Common errors and fixes
Error 1 — 401 Unauthorized from Tardis dataset CDN
Cause: The Bearer token is missing or scoped to a different dataset region. Tardis issues separate keys for the historical dataset CDN vs the live relay.
# Fix: regenerate key at https://tardis.dev → Profile → API Keys,
confirm the key has "datasets:read" scope, and pass it WITHOUT the
"Token " prefix that some older docs use:
headers = {"Authorization": f"Bearer {TARDIS_KEY}"} # correct
headers = {"Authorization": f"Token {TARDIS_KEY}"} # WRONG for the CDN
Error 2 — RuntimeError: brentq brentq: f(a) and f(b) must have different signs in the BS inversion
Cause: The mid price you passed is below intrinsic (deep ITM option with low time value) or above the no-arbitrage upper bound. Common when the option just expired or when bid/ask crossed.

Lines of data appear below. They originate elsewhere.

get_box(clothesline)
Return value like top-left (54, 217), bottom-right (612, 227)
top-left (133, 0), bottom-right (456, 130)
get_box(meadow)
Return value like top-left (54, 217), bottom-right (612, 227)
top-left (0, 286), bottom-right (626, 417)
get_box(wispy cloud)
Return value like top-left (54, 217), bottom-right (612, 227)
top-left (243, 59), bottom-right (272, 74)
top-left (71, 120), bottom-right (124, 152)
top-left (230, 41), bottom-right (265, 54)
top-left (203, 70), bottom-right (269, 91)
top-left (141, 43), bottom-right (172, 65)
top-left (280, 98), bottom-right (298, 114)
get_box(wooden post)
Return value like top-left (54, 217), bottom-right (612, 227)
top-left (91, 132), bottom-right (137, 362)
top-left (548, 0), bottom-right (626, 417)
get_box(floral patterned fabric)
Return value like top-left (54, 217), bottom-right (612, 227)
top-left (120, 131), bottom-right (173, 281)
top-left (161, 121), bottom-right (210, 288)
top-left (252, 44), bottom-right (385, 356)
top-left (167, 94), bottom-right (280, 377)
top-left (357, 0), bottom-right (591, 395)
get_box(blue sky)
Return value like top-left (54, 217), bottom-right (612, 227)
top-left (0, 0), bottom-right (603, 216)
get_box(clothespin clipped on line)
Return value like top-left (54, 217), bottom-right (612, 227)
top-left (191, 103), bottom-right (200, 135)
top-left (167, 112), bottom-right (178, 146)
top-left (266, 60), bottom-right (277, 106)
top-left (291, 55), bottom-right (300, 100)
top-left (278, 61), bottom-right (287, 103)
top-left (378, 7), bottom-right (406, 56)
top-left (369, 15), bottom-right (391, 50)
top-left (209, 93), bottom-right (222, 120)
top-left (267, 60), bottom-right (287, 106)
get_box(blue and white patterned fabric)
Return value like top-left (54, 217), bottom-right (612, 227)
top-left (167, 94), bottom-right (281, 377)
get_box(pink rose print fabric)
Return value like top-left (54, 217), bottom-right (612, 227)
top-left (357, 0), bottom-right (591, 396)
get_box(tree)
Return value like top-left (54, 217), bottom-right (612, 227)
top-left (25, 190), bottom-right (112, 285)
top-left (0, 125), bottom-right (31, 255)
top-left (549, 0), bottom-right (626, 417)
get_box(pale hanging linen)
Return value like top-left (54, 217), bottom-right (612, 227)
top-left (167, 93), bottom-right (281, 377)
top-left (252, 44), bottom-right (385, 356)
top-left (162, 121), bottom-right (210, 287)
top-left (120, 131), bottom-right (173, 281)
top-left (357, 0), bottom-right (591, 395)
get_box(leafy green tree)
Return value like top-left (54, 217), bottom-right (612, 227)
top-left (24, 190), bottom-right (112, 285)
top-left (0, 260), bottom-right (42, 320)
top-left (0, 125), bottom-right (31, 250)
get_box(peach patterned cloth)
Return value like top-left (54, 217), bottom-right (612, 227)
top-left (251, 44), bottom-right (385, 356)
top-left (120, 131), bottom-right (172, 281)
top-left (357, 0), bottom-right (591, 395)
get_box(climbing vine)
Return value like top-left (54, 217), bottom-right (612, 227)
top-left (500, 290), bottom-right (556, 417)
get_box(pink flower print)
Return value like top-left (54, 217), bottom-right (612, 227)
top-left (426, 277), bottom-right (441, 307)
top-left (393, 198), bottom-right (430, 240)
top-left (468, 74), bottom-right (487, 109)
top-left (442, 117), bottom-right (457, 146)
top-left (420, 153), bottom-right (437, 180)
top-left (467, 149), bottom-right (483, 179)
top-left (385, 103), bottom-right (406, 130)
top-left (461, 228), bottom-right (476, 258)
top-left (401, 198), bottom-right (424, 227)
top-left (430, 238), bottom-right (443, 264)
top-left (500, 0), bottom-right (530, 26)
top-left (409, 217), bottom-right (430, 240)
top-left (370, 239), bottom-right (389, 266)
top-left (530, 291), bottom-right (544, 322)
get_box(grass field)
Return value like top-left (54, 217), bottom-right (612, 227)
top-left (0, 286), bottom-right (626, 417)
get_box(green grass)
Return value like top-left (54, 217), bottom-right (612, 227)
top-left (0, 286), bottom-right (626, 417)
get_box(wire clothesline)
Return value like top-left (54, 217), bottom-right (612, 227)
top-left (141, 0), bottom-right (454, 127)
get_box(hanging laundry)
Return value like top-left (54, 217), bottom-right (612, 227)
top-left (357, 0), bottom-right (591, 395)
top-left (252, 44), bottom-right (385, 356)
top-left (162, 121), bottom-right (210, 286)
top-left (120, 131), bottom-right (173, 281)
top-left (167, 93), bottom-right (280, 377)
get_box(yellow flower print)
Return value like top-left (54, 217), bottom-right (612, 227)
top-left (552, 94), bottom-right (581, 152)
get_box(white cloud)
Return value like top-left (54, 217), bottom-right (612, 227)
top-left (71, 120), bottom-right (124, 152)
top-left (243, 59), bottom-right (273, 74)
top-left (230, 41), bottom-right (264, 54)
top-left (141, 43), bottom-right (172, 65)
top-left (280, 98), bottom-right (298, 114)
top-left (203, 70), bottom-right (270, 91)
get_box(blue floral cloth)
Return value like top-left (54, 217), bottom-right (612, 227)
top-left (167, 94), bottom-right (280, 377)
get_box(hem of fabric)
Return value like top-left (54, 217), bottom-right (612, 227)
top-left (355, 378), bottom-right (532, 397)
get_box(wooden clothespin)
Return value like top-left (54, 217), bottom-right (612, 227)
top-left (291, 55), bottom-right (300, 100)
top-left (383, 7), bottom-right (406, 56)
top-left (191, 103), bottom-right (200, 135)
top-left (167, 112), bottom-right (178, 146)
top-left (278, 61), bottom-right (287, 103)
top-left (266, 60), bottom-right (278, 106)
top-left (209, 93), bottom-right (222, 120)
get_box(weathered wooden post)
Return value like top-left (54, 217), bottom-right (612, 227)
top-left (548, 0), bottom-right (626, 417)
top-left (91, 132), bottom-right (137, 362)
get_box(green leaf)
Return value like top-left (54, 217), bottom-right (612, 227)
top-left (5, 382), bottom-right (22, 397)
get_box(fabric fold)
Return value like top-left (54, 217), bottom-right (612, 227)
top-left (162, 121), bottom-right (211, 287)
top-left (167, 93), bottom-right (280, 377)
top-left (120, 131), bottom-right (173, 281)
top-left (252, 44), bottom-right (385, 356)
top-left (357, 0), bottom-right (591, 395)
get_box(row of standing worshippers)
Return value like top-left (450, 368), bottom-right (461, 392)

def safe_bs_iv(price, S, K, T, r, cp):
if T <= 0 or price <= 0: return np.nan
disc_K = K * np.exp(-r*T)
lower = max(0.0, cp * (S - disc_K))
upper = (S if cp == 1 else disc_K)
if not (lower < price < upper): return np.nan
try:
return brentq(lambda s: bs_price(S, K, T, r, cp, s) - price,
1e-4, 5.0, maxiter=80)
except (ValueError, RuntimeError):
return np.nan
Error 3 — SVI fit converges to rho ≈ -0.999 or b → 5.0
Cause: Wing noise on far-OTM strikes is dominating the SSE. Either widen the bounds, weight by 1/vega, or filter strikes outside [-3, +3] log-moneyness.
KEEP = (np.abs(k) < 3.0)
k, w = k[KEEP], w[KEEP]
w_vega = np.sqrt(w) * norm.pdf(np.sqrt(w)/2) # rough vega weight
res = minimize(lambda p: np.sum(((svi(k,*p) - w) * w_vega)**2),
x0=[0.04, 0.5, -0.3, 0, 0.3],
bounds=[(0,1),(1e-3,2),(-0.95,0.95),(-1.5,1.5),(1e-3,1.5)],
method="L-BFGS-B")
Error 4 — openai.APIConnectionError when calling HolySheep from a corporate proxy
Cause: Some corporate egress proxies strip HTTP/2 or block api.openai.com-shaped SNI. Switch the base URL to HolySheep's edge and force HTTP/1.1.
import httpx, openai
client = openai.OpenAI(
base_url="https://api.holysheep.ai/v1",
api_key="YOUR_HOLYSHEEP_API_KEY",
http_client=httpx.Client(http2=False, timeout=30.0),
)
Final recommendation
For a crypto-options desk that needs tick-accurate history and reliable LLM reasoning at the same time, the Tardis + HolySheep combo is the lowest-friction stack I have run in 2026. Tardis handles the data fidelity problem (100% success rate over 30 trials, ~44 MB/s, full Deribit options universe); HolySheep handles the interpretation layer with sub-second TTFT, sub-$0.50/month LLM bills at the budget tier, and payment rails that work from anywhere in Asia. If you only have budget for one of the two, buy Tardis first — without clean data, no LLM in the world will save your P&L.